Muslim rage has been around long before it hit the headlines after the Cold War. 23 years before the Iranian Revolution and 55 years before the 9/11 terrorist attacks, a section (pages 24-34) of the very first of the intelligence reviews published by the Military Intelligence Division of the U.S. War Department identified Islam as a threat to world stability. In fact here’s a little known view of Islam in 1946.
It would be interesting to know how many of the higher-ups in our intelligence agencies and Defense Department were even aware of this report when the hijacked planes slammed into the World Trade Center, the Pentagon, and the Pennsylvania ground. According to its authors, Islamic countries were “full of discontent and frustration” and were aware of their “inferiority.” These feelings manifested themselves in “killings and terrorism,” which were reported in “daily news accounts.” The analysts knew about the feud between the Sunnis and Shi’a. They also knew about Wahabism and the Muslim Brotherhood.

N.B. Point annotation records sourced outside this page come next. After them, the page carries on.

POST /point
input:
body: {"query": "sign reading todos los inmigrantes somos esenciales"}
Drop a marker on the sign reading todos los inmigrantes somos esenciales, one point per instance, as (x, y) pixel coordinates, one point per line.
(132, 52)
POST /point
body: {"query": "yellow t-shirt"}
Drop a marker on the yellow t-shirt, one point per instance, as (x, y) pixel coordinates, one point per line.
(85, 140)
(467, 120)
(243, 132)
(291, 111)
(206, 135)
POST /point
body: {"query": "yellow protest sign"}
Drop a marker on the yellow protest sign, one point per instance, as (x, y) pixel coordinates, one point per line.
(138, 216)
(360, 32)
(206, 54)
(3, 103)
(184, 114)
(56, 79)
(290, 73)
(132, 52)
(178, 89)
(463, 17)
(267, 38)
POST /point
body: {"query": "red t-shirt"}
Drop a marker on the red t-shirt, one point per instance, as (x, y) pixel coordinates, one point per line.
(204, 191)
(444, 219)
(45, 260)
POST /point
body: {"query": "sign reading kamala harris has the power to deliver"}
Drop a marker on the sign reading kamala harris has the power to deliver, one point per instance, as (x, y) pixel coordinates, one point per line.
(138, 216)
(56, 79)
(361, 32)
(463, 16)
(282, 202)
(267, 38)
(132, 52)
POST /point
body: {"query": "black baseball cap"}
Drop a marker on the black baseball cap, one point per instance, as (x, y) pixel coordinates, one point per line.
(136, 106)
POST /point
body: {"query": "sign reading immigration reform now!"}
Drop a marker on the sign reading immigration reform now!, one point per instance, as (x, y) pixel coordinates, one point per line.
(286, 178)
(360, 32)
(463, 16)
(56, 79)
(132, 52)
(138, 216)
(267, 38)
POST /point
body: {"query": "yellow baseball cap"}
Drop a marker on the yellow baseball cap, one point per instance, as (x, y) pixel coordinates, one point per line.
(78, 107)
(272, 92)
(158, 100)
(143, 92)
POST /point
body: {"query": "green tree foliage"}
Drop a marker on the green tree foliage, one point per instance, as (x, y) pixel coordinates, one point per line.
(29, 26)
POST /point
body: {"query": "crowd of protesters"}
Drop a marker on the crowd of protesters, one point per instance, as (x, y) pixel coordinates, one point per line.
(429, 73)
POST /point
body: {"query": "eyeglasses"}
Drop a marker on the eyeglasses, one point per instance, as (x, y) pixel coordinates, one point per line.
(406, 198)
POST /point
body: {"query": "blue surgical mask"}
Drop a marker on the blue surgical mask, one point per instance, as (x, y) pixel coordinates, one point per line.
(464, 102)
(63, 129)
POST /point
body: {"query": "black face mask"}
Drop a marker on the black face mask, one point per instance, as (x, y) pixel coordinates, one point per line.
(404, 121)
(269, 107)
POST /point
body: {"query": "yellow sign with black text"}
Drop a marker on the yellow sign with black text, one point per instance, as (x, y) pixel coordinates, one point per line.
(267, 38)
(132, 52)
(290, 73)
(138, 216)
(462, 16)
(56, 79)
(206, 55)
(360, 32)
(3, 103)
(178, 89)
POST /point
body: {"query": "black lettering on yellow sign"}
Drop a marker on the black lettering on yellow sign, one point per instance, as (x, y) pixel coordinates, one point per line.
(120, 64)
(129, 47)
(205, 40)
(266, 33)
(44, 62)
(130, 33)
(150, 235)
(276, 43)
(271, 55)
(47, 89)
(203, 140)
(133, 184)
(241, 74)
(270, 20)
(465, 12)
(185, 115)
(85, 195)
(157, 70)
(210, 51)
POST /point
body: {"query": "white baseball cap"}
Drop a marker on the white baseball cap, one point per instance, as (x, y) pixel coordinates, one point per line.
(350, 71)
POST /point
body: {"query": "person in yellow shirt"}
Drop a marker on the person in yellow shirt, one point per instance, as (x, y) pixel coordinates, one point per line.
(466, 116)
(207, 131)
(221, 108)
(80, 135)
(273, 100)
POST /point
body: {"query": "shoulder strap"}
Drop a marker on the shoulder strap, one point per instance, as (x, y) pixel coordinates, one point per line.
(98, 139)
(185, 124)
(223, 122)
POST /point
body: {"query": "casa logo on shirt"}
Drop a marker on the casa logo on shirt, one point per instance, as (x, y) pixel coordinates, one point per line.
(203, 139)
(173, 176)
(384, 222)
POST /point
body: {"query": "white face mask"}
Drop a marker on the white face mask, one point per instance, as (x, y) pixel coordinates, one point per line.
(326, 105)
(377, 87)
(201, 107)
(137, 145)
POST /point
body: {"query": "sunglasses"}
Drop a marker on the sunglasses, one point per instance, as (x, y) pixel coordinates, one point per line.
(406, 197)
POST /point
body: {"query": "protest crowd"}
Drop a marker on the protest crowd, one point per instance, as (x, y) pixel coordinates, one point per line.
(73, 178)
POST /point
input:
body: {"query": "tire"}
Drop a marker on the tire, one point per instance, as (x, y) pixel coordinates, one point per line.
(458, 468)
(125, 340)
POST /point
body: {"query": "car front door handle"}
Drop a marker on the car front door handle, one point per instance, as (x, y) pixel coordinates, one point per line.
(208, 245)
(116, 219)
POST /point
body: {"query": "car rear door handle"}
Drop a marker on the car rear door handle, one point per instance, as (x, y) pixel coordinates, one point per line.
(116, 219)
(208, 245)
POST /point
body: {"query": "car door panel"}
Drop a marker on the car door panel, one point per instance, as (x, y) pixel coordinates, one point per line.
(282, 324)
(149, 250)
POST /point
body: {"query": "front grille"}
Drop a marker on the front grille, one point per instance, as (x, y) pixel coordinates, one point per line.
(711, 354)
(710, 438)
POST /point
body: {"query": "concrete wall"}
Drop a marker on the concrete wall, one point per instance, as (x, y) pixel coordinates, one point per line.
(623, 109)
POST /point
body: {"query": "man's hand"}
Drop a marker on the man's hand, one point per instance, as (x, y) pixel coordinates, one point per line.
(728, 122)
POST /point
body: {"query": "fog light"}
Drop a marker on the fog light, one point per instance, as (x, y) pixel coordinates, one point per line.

I won’t reproduce in its entirety the section of the report entitled “Islam: A Threat to World Peace”. You can read it all in the report. But here’s something from the last page.
Two basic urges meet head-on in this area, and conflict is inherent in this collision of interests. These urges reveal themselves in daily news accounts of killings and terrorism, of pressure groups in opposition, and of raw nationalism and naked expansionism masquerading as diplomatic maneuvers. The urges tie together the tangled threads of power politics which—snarled in the lap of the United Nations Assembly—lead back to the centers of Islamic pressure and to the capitals of the world’s biggest nations.
That last entry could be written today.